Summary: Post-training, SFT and RLHF
A pretrained base model is a next-token predictor; post-training turns it into an assistant. The pipeline: pretrain -> SFT -> preference tuning (RLHF or DPO). SFT continues training the base model on chat-formatted instruction-response pairs, teaching format and basic behavior. SFT alone cannot rank two plausible responses, so preference tuning follows on (prompt, response_A, response_B, preferred) triples. RLHF does it in three steps: collect preference data, train a reward model, then update the SFT policy with RL (PPO) under a KL constraint to the SFT init. DPO simplifies: skip the reward model and the RL step, train directly on the pairs with a closed-form-derived loss; more stable, modern open-model default. Mechanically, preference tuning shifts the output distribution toward the preferred direction and makes the model opinionated in that specific direction. Taught technical-primer throughout; contested questions about alignment or safety are out of scope.
Core ideas
Section titled “Core ideas”- Pipeline: pretrain (language) -> SFT (instruction-following, format) -> preference tuning (rank plausible outputs). Each is necessary.
- SFT data: chat-formatted instruction-response pairs; small, curated; quality > quantity. Same cross-entropy loss as pretraining, often with LoRA/PEFT for affordability. Loss-masking grades only the assistant turns.
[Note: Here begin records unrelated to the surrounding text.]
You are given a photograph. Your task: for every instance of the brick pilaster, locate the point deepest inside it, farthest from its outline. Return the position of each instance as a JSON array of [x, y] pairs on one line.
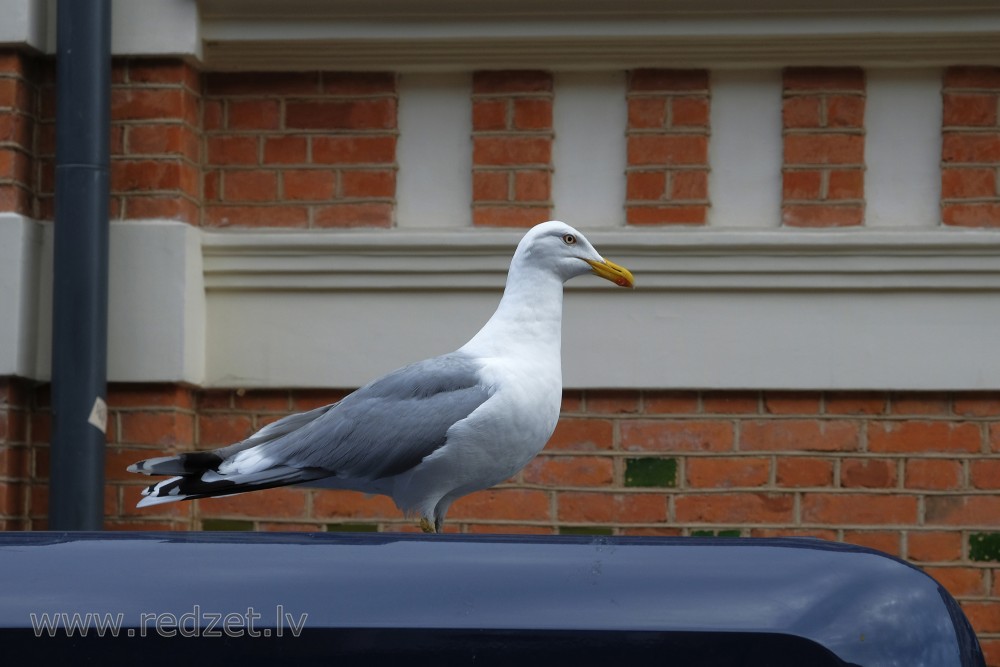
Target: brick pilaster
[[667, 173], [970, 174], [512, 148], [823, 176]]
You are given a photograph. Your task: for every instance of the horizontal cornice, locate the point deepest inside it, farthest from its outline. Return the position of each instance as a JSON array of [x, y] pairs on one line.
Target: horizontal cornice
[[780, 260]]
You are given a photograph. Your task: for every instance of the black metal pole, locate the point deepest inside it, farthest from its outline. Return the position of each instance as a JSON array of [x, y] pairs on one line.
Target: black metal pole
[[80, 286]]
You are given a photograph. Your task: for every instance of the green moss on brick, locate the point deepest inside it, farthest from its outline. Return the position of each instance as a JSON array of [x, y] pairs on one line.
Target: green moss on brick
[[984, 547], [226, 524], [352, 527], [586, 530], [651, 472]]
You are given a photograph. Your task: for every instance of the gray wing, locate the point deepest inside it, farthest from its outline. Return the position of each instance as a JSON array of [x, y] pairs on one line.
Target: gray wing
[[382, 429]]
- SFT vs preference tuning: SFT imitates good responses (teaches format + behavior); preference tuning expresses “A is better than B” (teaches ranking).
- RLHF: (1) preference data, (2) reward model, (3) RL update of SFT policy (PPO) with a KL penalty to SFT init. Original recipe; works; known engineering pains (PPO instability, reward-model hacking, many moving parts).
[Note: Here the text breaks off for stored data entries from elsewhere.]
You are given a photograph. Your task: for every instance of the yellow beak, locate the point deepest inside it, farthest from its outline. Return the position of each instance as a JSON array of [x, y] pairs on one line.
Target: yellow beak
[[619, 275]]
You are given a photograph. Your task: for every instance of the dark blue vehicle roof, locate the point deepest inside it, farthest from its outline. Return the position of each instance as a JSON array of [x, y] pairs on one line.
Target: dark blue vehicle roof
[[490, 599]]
- DPO: under the standard preference-model assumption, the optimal policy has a closed-form relationship to preference data; DPO implements that directly with one supervised-shaped loss. Simpler, more stable, modern default.
- Mechanical effect: distribution shifts toward preferred responses; the model becomes opinionated in the preference data’s direction. Out of scope: whether that opinion solves deeper alignment / safety questions.
What changes for you
Section titled “What changes for you”Post-training is the unglamorous step that separates a base model on the Hub from an assistant a user actually wants to talk to. The honest mechanical picture, SFT teaches format and behavior; preference tuning shapes which response wins among plausible ones, demystifies a lot of what gets discussed in the abstract. The recent shift from PPO-based RLHF to DPO is the kind of “simpler with the same target” win the field has rapidly converged on, paralleling the evidence-and-simplicity preference scaling laws and evaluation lessons encouraged. With the post-training pipeline understood at the mechanical level, the next lesson, the track capstone, turns to RL applied to reasoning specifically, where the reward is verifiable correctness rather than human preference.
A pretrained base model is a next-token predictor; SFT teaches it to follow instructions; preference tuning (RLHF or, increasingly, DPO) shapes which response it prefers among plausible ones. Both run on the Trainer-class loops you already know, and DPO’s recent dominance is a simpler-same-target win the field has converged on.